To investigate if wave-of-advance models could explain the geographic distribution of microsatellite diversity, we restricted our study to simulations that reproduced the number of alleles at each of the 9 microsatellite loci exactly. Using rejection sampling, we produced 100,000 data sets from each model, and measured genetic diversity by the variance in allele size for the 21 population samples in the actual and simulated data sets. Then we evaluated the respective fit of the models by computing the sum of squared differences between the simulated and the actual genetic diversity estimates [31], [32]. Significantly distinct results were produced by the models (P<10−15). Our results show that an expansion in Neolithic or Mesolithic times (350 generations ago or 10 ky) leads to a lower sum of squared errors than post-glacial re-expansion started 700 generations ago (21 ky ago), regardless of assuming a GMR or EMR model (Figure 2 and Table 2). Using GMRs, simulations of recent (100 generations ago) and rapid expansions from three distinct origins provided a better fit to the geographical distribution of microsatellite diversity than did models with expansion started 350 generations ago. Although models of recent origins using GMRs provided poorer fit than a model of Neolithic expansion using the EMR (Figure 2 and Table 2), the small observed difference makes them however difficult to discriminate (odd ratio = 1.7; Figure 3).


Figure 2. Distribution of sum of squared distances between simulated and observed local microsatellite diversity in 14 range expansion models.


Figure 3. Interpolated maps of sample microsatellite genetic diversity.

Best fitting simulation obtained under Model A) Recent expansion from Anatolia (GMR), B) Neolithic expansion from Anatolia (GMR), C) Neolithic expansion from Anatolia (EMR), D) Genetic diversity in the actual data. Circles indicate sample locations.


Table 2. Sum of squared errors statistics computed over 100,000 replicates of each model.


Comparison to other studies

Using the program BATWING with GMRs, Balaresque et al [15] argued in favor of a Neolithic expansion hypothesis for hgR1b1b2 based on estimates of TMRCAs between 5.5 and 8.0 ky BP. In contrast Morelli et al [16] implemented the EMR and obtained much older TMRCAs, between 14.8 and 32.6 ky BP, supporting a Paleolithic origin. On the other hand, two additional studies employing the EMR obtained TMRCA estimates suggesting that a Neolithic expansion of hgR1b1b2 is more plausible than a Paleolithic expansion [17], [18] (see Supplementary Materials of [18]). Myres et al [17] coalescent estimate for the Y-STR R1b1b2 network tree is 10,270±1,680 years BP, close to the median TMRCAs (8.6–12.2 ky) of the M269 clade obtained by Shi et al [18]. Cruciani et al [33] reported expansion time estimates for hg R1b1b2g and R1b1b2h equal to 8.3 ky BP (95% CI 5.8–10.9ky BP) and 7.4 ky BP (95% CI 5.3–10.2 ky BP) respectively. Their study employed a mutation rate intermediate between the EMR and GMR, and reported TMRCA estimates in-between the estimates of Morelli et al [16] and Balaresque et al [15]. This is in line with Shi et al [18] where the authors investigated the effect of assuming different sets of mutation rates on the outputs of the BATWING algorithm and found that TMRCA estimates based on the EMR are generally larger than estimates based on GMRs. The observations of [18] also imply that if the GMR estimates are the correct rates to use in a spatially expanding population model, some of the previously cited studies would point out to dates of expansion of hgR1b1b2 much more recent than 10,000 years.
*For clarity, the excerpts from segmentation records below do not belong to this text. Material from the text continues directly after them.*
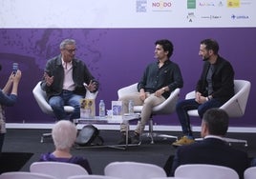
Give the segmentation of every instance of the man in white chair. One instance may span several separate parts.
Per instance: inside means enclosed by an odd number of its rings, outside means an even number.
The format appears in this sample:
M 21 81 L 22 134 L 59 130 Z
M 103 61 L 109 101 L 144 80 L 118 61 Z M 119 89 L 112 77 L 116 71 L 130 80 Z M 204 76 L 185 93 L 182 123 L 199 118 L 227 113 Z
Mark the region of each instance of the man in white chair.
M 138 92 L 121 97 L 123 112 L 128 112 L 129 100 L 134 101 L 135 106 L 143 106 L 141 120 L 132 136 L 132 143 L 139 143 L 140 132 L 143 131 L 145 124 L 150 118 L 152 108 L 160 105 L 168 98 L 170 93 L 177 88 L 183 87 L 183 79 L 180 67 L 170 60 L 173 54 L 173 44 L 166 39 L 158 40 L 155 48 L 156 62 L 150 63 L 138 84 Z M 118 144 L 125 144 L 125 125 L 121 124 L 121 140 Z
M 50 59 L 46 64 L 41 88 L 46 91 L 57 120 L 72 121 L 80 118 L 80 101 L 86 90 L 96 92 L 98 83 L 87 66 L 75 58 L 76 45 L 74 39 L 63 40 L 59 49 L 60 55 Z M 64 110 L 65 105 L 75 108 L 70 116 Z
M 228 123 L 229 117 L 224 109 L 208 109 L 202 120 L 201 135 L 203 140 L 177 149 L 171 173 L 174 174 L 181 165 L 210 164 L 231 168 L 243 178 L 249 164 L 248 156 L 222 139 L 226 134 Z
M 183 137 L 174 146 L 189 145 L 194 142 L 188 110 L 197 109 L 202 118 L 211 108 L 220 108 L 234 95 L 234 70 L 231 64 L 218 54 L 219 44 L 213 39 L 201 42 L 199 55 L 203 69 L 196 86 L 194 99 L 180 101 L 176 111 L 181 122 Z

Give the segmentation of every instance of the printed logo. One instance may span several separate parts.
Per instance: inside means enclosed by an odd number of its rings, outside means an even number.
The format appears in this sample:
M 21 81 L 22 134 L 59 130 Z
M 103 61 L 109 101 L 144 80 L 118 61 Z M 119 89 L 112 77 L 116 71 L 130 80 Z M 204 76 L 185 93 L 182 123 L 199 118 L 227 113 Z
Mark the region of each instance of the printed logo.
M 152 1 L 151 7 L 153 11 L 170 11 L 172 8 L 172 2 L 166 0 Z
M 187 9 L 196 9 L 196 0 L 187 0 Z
M 240 0 L 227 0 L 227 8 L 239 8 Z
M 146 12 L 147 11 L 147 0 L 137 0 L 136 1 L 136 11 Z

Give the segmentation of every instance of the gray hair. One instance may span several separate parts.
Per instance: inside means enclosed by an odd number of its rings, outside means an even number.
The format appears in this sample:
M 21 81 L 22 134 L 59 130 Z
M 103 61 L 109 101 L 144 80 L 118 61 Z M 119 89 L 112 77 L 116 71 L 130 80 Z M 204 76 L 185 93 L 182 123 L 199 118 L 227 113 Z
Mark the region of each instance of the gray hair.
M 56 149 L 70 149 L 74 145 L 77 134 L 75 124 L 68 120 L 58 121 L 53 128 L 52 135 Z
M 74 39 L 65 39 L 65 40 L 63 40 L 59 45 L 59 49 L 60 50 L 65 49 L 66 45 L 75 45 L 75 40 L 74 40 Z

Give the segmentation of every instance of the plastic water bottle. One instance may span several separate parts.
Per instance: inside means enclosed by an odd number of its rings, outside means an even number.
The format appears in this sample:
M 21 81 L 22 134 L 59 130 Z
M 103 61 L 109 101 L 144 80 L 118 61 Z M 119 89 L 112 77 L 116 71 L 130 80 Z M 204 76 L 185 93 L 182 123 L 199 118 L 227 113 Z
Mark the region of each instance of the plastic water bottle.
M 102 99 L 99 101 L 98 109 L 99 117 L 105 117 L 105 103 Z
M 128 112 L 134 113 L 134 101 L 133 100 L 129 100 L 129 104 L 128 104 Z

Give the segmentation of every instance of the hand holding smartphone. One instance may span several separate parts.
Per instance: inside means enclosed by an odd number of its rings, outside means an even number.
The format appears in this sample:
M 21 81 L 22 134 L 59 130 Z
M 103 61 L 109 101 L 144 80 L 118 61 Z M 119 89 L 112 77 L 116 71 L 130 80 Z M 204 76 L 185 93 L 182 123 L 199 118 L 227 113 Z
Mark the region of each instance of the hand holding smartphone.
M 19 69 L 19 64 L 18 64 L 18 63 L 13 63 L 13 64 L 12 64 L 12 72 L 13 72 L 14 74 L 16 74 L 18 69 Z

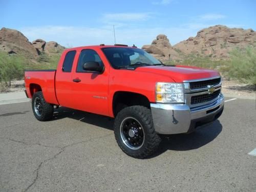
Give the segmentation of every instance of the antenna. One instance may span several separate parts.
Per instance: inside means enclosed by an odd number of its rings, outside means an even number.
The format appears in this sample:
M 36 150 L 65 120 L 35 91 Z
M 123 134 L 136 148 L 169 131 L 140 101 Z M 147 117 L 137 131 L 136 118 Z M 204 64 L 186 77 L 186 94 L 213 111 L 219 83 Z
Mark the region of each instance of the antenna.
M 115 33 L 115 25 L 113 25 L 113 28 L 114 30 L 114 38 L 115 39 L 115 44 L 116 44 L 116 33 Z

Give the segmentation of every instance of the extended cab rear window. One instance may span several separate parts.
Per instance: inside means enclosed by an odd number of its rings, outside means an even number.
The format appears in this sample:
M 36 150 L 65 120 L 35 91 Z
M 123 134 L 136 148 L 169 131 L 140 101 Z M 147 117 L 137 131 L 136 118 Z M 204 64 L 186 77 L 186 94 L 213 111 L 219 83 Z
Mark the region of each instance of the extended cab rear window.
M 76 51 L 71 51 L 66 54 L 65 59 L 62 65 L 62 71 L 63 72 L 71 72 L 76 52 Z

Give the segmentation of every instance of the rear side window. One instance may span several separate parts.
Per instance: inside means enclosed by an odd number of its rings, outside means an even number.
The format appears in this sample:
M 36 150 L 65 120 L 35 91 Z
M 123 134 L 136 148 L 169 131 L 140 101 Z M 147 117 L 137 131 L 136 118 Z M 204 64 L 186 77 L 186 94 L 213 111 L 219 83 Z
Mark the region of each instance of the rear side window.
M 96 61 L 103 65 L 103 62 L 98 53 L 92 49 L 84 49 L 81 52 L 79 56 L 77 72 L 86 72 L 83 69 L 83 65 L 87 62 Z
M 66 54 L 62 66 L 62 71 L 63 72 L 71 72 L 75 55 L 76 51 L 71 51 Z

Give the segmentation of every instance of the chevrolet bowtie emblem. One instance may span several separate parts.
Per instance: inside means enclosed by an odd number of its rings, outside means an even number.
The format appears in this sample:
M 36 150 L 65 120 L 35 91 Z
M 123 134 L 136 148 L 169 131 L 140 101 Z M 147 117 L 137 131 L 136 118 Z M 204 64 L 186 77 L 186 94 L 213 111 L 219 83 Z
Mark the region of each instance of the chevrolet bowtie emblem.
M 214 93 L 215 88 L 214 87 L 214 86 L 207 86 L 207 88 L 209 88 L 208 90 L 209 94 L 211 94 Z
Moreover, studies of Y-chromosomal haplogroup J, a major haplogroup in south-eastern Europe, have suggested that the importance of more recent expansion events may have been underestimated [34]. Although the result needs confirmation, post-Neolithic expansions are also supported by ancient DNA [26]. In fact the most common Y chromosome hgs in modern Europe are not observed in a population of the earliest farming culture in Central Europe (3 males, [26]). When we used GMR estimates, our results pointed to a similar conclusion. Wave-of-advance models with a recent expansion date received higher support than models of Neolithic expansion (Table 2, Figures 23).


Drawing reliable conclusions about the timing and geographic origin of expansions from genetic data requires a precise modeling of the hypothetic processes that generated the observed genetic variation. As shown previously, estimates of TMRCA are strongly sensitive to prior information on mutation rates [16], [18]. We found that wave-of-advance models can reproduce the geographical distribution of the microsatellite diversity of hg R1b1b2 very accurately (Figure 3). To what extent this distribution supports the demic or cultural dispersal model of agriculture in Europe critically depends on whether the faster germ-line mutation rates or the slower evolutionary mutation rate better capture reality in these models. We found it difficult to discriminate among models assuming EMR (Neolithic expansion) and models assuming GMRs (Recent expansion). An interpretation of our results is as support for the use of the correction proposed by Zhivotovsky et al [28], [29] in wave-of-advance models. Historical events consistent with recent expansions from the south of Europe during the Bronze age [19] or the Greek and Roman civilization in Europe and West Asia [35] cannot be excluded, but the impact of such demographic events on European genomes requires confirmation from ancient DNA studies.

Materials and Methods


We used nine microsatellite markers from 840 European Y-chromosomes typed from hgR1b1b2 (R-M269), a common haplogroup in Europe. The population samples were all included in the analyses of Balaresque et al [15]. The data set contained 21 samples from 5 populations from France, 4 from Spain, 3 from the British Isles and Turkey, and 2 from Germany, Italy, Denmark and the Netherlands.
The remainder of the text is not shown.